The U.S. Commission on Religious Freedom said in a recent report that conditions in Pakistan had “hit an all-time low” and governments had failed to adequately protect minorities and arrest perpetrators of crimes against them.
“Pakistan is increasingly failing to protect its minorities for two broad reasons: principally, rising religious intolerance and the space ceded to violent ideologies,” said Sherry Rehman, who was a government minister and ambassador to the United States under the previous Pakistani administration.
The security establishment has used Islamists for decades, against political opponents at home and to pursue aims in Afghanistan and against old rival India. But some militants, like the Pakistani Taliban, have turned on the state since Pakistan joined the U.S.-led war on militancy.
The government launched peace talks with the Taliban in February and rights activists fear that they and other militants have been emboldened by the talks to step up attacks on their minority-group enemies.
Activists also say the tolerance of militancy provides cover for opportunist attacks by those who just want to grab land, homes or businesses of minority neighbors under the guise of religion.
Hindus and members of other minorities say the situation has worsened since Sharif won an election last year. Sharif has close ties with Saudi Arabia, whose brand of conservative Wahhabi Islam is preached by many of the people who denounce minorities.
Saudi Arabia, the center of Sunni Islam, sees Pakistan as a bulwark against Shi‘ite Muslim Iran and it has long supported hardliners in Pakistan. It recently gave the country a gift of $1.5 billion.
Whatever the cause of the surge of violence and abuse, many Pakistani Hindus in the richest province of Punjab are feeling beleaguered and increasingly looking to get out. More than 100 families are leaving for India each month, rights groups say.
Among those who have gone were Munawar Jee’s brothers and their families after his married sister was kidnapped last year. Her abductors got her certified as a Muslim convert and re-married her off the next day. Recanting Islam would mean she could legally be put to death.
“Losing my sister is the biggest regret of my life,” Jee told Reuters at his shoe shop in Punjab’s Rahim Yar Khan district. He said he would soon join his family in India.
Hindus say their women are easy targets for rape or forced marriage. Temples are attacked and looted. Accusations of blasphemy, punishable by death, are increasingly being used to drive Hindus from their homes, they say.
Punjab, the prime minister’s heartland, had until recently been a refuge for Hindus compared with some other areas.
But the province has also become a power base for militant groups, many of which have been nurtured by the security agencies and appeased by the politicians seeking votes.
“The militant groups work with impunity as they enjoy support from the state functionaries. They cannot work without some level of support,” said veteran rights campaigner I.A. Rehman.
If the militants’ treatment of minorities can be seen as a reflection of the state’s acceptance of the groups, then people hoping the security forces will follow through on government vows to crack down on those responsible for violence would seem wise to be cautious.

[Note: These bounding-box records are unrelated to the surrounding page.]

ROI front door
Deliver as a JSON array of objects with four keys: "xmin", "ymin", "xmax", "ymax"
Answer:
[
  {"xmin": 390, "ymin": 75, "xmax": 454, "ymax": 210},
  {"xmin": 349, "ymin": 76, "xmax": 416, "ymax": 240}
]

“It is difficult to say if the security establishment has come out of its ‘good Taliban’/‘bad Taliban’ mindset,” said prominent lawyer and human rights campaigner Asma Jahangir, referring to the military’s propensity to accept some groups while fighting others.
Federal Information Minister Pervaiz Rashid did not return calls seeking comment on policy towards minorities. A Punjab government spokesman rejected the suggestion that authorities were not doing enough to help Hindus.
“The government is committed to protect its religious minorities,” said Shoaib Bin Aziz, adding he was not aware of an increase of Hindus leaving. He denied that the provincial government was soft on militancy.
“Terrorists are not friends of anyone,” he said. “The Punjab government does not have soft corner for any terrorist organization.”
Hindu activist Kirshan Sharma said such reassurances meant little. The government was talking to the Taliban but refused to protect Hindus, he said.
“Pakistan has kneeled before the Taliban by holding talks,” Sharma said. “What hope can Hindus see in the country’s future?”